We’re looping through each of the params and checks if the key includes brackets. If so, the param is nested and it starts by finding the different parts:

parts = key.scan(/(^[^\[]+)|\[([^\]]+)\]/).flatten.compact

The first part of the regex matches from the beginning of the key to the first [, while the second matches each of the [parts]. Some cleanup is needed to flatten and remove nils (just try the line in IRB and you’ll see it quickly).

Next up, we’re splitting out the last part, before we use inject to build up a Hash:

head.inject(hash){ |s,v| s[v] ||= {} }[last] = value  

Here, we’re building a Hash based on the params we’ve already cleaned up and the current param we’re working on. Then, finally, we’re setting the value.

The _why way

All of this makes sense.
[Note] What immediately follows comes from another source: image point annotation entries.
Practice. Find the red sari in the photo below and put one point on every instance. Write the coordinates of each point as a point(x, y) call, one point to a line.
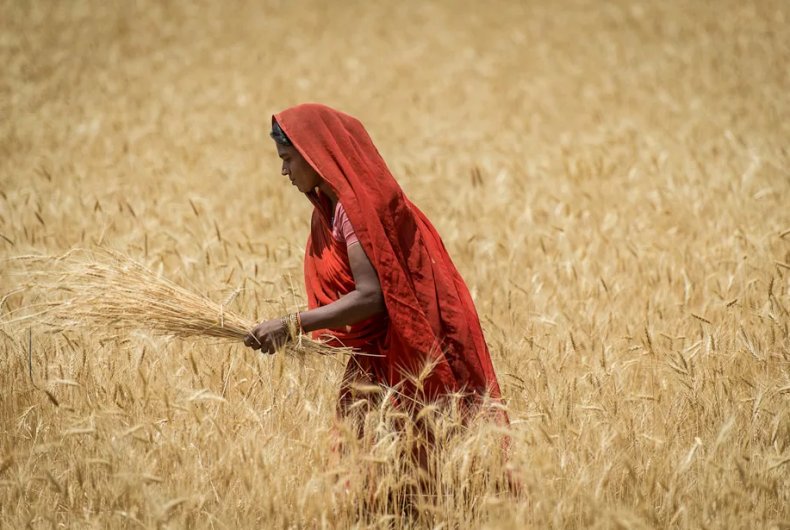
point(430, 314)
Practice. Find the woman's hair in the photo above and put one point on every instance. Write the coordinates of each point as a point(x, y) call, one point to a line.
point(278, 135)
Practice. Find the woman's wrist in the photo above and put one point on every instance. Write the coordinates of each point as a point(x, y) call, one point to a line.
point(292, 325)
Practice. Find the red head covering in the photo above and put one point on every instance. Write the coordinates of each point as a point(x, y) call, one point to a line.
point(431, 314)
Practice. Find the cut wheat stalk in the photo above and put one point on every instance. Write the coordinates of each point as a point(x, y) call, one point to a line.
point(112, 291)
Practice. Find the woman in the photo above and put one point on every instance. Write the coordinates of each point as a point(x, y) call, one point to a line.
point(377, 275)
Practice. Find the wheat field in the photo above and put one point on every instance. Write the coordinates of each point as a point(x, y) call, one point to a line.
point(611, 178)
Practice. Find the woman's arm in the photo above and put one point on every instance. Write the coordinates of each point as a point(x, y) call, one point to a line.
point(363, 302)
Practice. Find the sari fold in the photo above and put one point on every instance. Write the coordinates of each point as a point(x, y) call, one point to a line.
point(430, 317)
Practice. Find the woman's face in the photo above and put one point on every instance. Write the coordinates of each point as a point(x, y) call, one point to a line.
point(296, 168)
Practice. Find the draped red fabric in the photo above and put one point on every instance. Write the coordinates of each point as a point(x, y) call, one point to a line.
point(430, 314)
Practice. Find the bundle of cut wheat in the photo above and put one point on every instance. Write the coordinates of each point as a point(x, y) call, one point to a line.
point(112, 291)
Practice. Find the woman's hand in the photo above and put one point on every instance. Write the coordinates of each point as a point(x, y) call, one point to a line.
point(267, 336)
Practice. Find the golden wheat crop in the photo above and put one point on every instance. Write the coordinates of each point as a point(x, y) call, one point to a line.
point(612, 179)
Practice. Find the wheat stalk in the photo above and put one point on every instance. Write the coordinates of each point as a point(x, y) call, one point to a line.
point(113, 291)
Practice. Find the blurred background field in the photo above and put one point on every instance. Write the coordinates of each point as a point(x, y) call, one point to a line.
point(611, 178)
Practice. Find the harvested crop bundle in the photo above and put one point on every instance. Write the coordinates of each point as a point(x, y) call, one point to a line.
point(112, 291)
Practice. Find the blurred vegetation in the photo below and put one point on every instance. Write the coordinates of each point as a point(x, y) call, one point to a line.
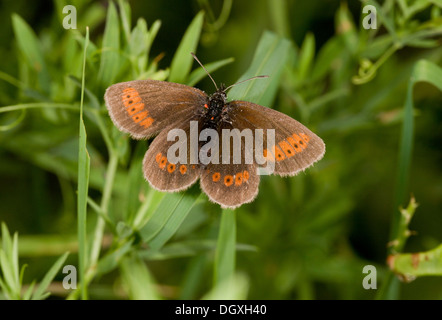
point(373, 96)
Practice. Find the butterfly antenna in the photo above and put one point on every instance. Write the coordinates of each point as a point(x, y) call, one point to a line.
point(257, 77)
point(194, 56)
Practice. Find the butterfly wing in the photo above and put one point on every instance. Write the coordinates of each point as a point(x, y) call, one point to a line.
point(144, 107)
point(295, 147)
point(164, 173)
point(230, 184)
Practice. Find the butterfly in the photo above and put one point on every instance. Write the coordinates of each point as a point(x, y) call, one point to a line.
point(145, 108)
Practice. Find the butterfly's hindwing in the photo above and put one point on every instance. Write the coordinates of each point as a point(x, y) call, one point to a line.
point(165, 174)
point(295, 147)
point(230, 184)
point(144, 107)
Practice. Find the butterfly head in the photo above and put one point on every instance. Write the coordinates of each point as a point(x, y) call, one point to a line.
point(220, 95)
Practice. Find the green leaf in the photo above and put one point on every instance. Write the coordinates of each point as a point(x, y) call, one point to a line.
point(112, 259)
point(270, 59)
point(225, 255)
point(182, 60)
point(166, 219)
point(234, 288)
point(412, 265)
point(31, 50)
point(306, 56)
point(39, 293)
point(423, 71)
point(138, 279)
point(199, 73)
point(83, 182)
point(110, 56)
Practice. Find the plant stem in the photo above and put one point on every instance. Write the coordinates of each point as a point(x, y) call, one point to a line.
point(107, 192)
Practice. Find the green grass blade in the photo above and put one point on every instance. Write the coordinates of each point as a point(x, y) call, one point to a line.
point(138, 279)
point(83, 182)
point(182, 60)
point(199, 73)
point(225, 255)
point(167, 218)
point(39, 293)
point(233, 288)
point(413, 265)
point(31, 50)
point(110, 56)
point(173, 223)
point(270, 59)
point(423, 71)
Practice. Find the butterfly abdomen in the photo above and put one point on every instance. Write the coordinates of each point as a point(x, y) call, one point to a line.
point(215, 111)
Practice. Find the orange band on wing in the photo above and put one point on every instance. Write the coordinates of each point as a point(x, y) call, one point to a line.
point(135, 107)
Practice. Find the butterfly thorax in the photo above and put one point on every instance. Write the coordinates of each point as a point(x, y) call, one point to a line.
point(215, 110)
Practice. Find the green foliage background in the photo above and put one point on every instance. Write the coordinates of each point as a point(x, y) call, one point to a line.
point(373, 96)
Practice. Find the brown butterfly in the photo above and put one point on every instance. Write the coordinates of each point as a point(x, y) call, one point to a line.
point(144, 108)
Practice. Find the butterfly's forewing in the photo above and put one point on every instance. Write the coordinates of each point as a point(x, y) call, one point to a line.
point(230, 185)
point(295, 148)
point(144, 107)
point(163, 173)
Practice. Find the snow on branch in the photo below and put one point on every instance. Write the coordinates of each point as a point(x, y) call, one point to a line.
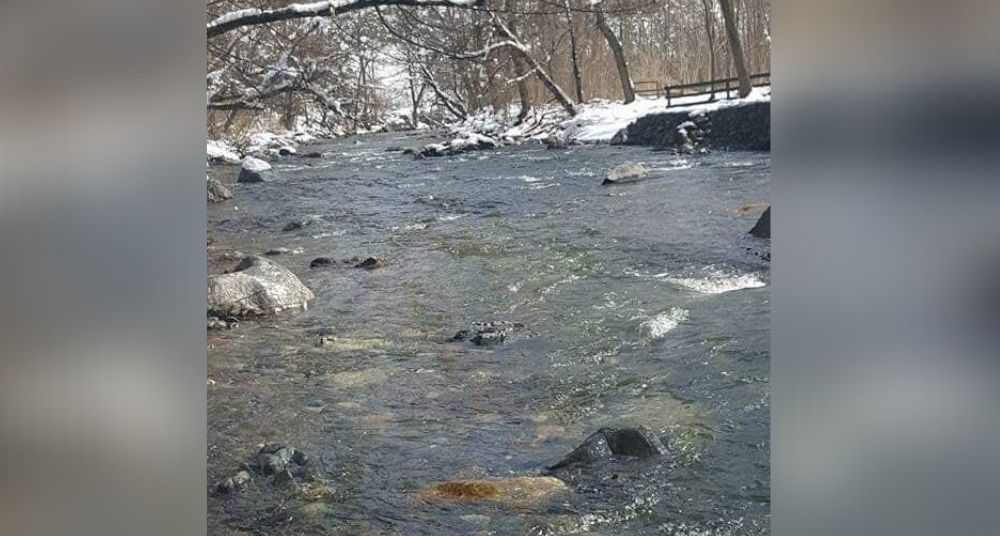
point(252, 17)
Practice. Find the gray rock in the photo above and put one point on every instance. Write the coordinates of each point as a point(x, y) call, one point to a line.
point(762, 229)
point(483, 333)
point(554, 142)
point(322, 261)
point(296, 225)
point(256, 286)
point(255, 170)
point(608, 443)
point(620, 137)
point(217, 191)
point(626, 173)
point(234, 483)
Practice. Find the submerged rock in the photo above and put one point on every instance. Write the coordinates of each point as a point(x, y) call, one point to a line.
point(296, 225)
point(553, 141)
point(234, 483)
point(762, 229)
point(216, 323)
point(482, 333)
point(620, 137)
point(607, 443)
point(217, 191)
point(517, 491)
point(256, 286)
point(321, 261)
point(626, 173)
point(371, 263)
point(255, 170)
point(471, 142)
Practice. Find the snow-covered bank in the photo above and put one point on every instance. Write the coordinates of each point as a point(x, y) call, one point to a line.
point(597, 121)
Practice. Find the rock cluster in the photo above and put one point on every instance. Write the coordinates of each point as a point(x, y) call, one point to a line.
point(742, 127)
point(217, 191)
point(282, 463)
point(483, 333)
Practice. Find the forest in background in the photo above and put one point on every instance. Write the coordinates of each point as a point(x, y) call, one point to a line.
point(335, 68)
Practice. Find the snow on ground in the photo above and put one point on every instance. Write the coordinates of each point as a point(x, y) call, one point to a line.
point(599, 121)
point(220, 151)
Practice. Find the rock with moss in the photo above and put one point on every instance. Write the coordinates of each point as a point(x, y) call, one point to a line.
point(519, 491)
point(218, 192)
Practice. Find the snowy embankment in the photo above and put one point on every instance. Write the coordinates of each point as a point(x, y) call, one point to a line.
point(597, 121)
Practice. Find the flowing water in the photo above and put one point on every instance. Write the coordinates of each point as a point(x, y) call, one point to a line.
point(641, 305)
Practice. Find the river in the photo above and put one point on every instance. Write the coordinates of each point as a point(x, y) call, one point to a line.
point(641, 305)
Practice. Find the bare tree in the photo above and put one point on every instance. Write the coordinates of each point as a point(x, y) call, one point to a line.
point(710, 30)
point(573, 52)
point(735, 48)
point(628, 90)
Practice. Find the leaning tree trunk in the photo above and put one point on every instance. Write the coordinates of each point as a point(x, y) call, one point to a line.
point(574, 55)
point(628, 90)
point(543, 76)
point(710, 28)
point(736, 50)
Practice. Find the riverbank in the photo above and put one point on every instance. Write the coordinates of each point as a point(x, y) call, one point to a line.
point(726, 124)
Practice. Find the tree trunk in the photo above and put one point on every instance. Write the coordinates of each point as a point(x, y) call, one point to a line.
point(628, 90)
point(736, 50)
point(574, 56)
point(546, 80)
point(710, 28)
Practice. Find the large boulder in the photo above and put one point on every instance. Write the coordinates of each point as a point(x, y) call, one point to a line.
point(217, 191)
point(626, 173)
point(609, 443)
point(762, 229)
point(256, 286)
point(255, 170)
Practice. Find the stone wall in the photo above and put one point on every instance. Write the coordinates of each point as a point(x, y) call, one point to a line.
point(735, 128)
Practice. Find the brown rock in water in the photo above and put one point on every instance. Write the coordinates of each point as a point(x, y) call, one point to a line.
point(518, 491)
point(217, 191)
point(750, 208)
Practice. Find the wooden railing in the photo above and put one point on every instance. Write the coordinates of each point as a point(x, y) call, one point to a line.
point(712, 88)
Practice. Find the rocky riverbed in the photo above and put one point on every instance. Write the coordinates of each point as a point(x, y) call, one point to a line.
point(629, 321)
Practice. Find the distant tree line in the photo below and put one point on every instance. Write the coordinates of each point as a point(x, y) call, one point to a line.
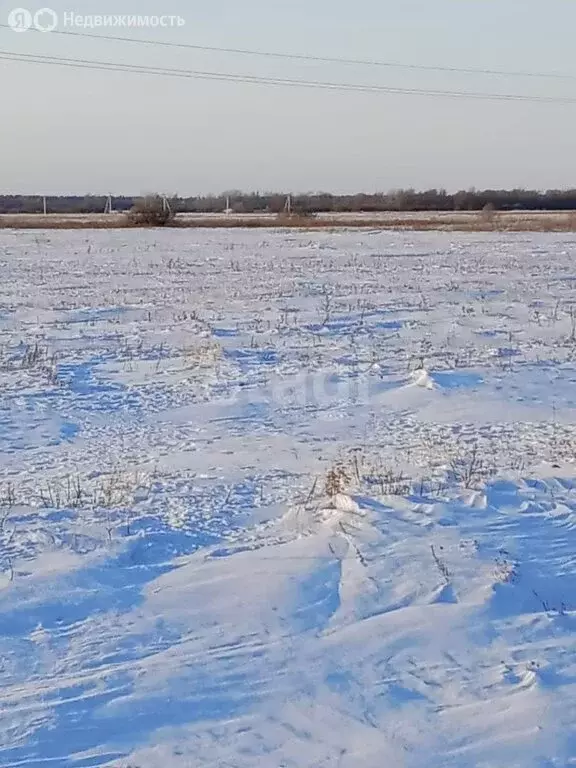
point(322, 202)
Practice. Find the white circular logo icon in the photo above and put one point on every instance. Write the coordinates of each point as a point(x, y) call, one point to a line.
point(20, 19)
point(45, 20)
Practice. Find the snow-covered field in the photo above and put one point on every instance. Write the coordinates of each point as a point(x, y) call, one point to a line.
point(287, 500)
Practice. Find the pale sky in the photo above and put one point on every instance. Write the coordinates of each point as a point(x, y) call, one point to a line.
point(75, 131)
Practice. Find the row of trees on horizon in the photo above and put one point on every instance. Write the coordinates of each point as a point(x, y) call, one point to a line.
point(322, 202)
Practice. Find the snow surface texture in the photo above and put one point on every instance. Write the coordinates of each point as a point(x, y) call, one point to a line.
point(287, 500)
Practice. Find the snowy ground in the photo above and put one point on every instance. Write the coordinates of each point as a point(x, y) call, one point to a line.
point(287, 500)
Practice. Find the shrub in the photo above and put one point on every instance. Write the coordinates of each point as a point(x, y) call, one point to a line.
point(150, 211)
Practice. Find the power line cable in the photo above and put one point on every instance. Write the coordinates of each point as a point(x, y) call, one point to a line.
point(274, 81)
point(314, 58)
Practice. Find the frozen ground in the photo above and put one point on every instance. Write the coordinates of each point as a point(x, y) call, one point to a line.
point(287, 500)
I wrote approximately the same when trying to cleanup my broken version. However, while I was looking for the way Ramaze did it, I found an excellent link to RedHanded: Injecting a Hash Backwards and the Merge Block. That version is just awesome (this is also slightly modified):

m = proc {|_,o,n|o.merge(n,&m)}
params.inject({}) do |hash, (key, value)|
  parts = key.split(/[\]\[]+/)
  hash.merge(parts.reverse.inject(value) { |x, i| {i => x} }, &m) 

Notice the sweet, micro way to split out the parts: If we got a key like: “first[second][third]” we can simply split by any numbers of [ and ] and we’ll end up with “first”, “second” and “third”. Of course, this is going to fail on stuff like “this]is]really]one]key”, but we can safely assume that nobody uses such parameter names.

Now, the next is what makes this so different and awesome. Let’s look at first part of it:

parts.reverse.inject(value) { |x, i| {i => x} }

We’re reversing it and building it backwards. The inject starts with our original value and then we build our way out by creating Hashes:

parts = ["first", "second", "third"]
value = 123

# first run of inject:
x = 123
i = "third"
return { "third" => 123 }

# second run of inject:
x = { "third" => 123 }
i = "second"
return { "second" => { "third" => 123 } }

# second run of inject:
x = { "second" => { "third" => 123 } }
i = "first"
return { "first" => { "second" => { "third" => 123 } } }

So when we got this little recursive Hash, we need to merge it with the rest. Most of you, including me, would say that it would be a hard task, since we also need to merge it recursively:

params = { "first" => { "second" => { "third" => 123 } } }
current_param = { "first" => { "another" => 456 } }

params.merge(current_param) # fail!
current_param.merge(params) # fail!

Meet the Merge Block

This was the first time I’ve ever heard of the merge block. It’s not even properly documented! But it’s a very simple and very powerful feature: If we get a merge conflict (same keys in both Hashes), it’s calling that block.

params = { "first" => { "second" => { "third" => 123 } } }
current_param = { "first" => { "another" => 456 } }

params.merge(current_param) do |key, value_from_params, value_from_current_param|
  # key is defined in both params and current_param.
  # In this case we can simply merge them again.

# =>
{ "first" => { "second" => { "third" => 123 }, "another" => 456 } }

And in order to merge it recursively, we build the block in advance and pass the block into the inner merge too:

m = proc {|_,o,n|o.merge(n,&m)}
# ...
hash.merge(recursive_hash, &m) 

Shorter? Faster?

I believe the first, natural way (which is used in Rack today) is both faster and shorter, but guess which version I added to Camping? As a wise man once said:

Not all code needs to be a factory, some of it can just be origami.

Let’s leave the factories to Java, shall we?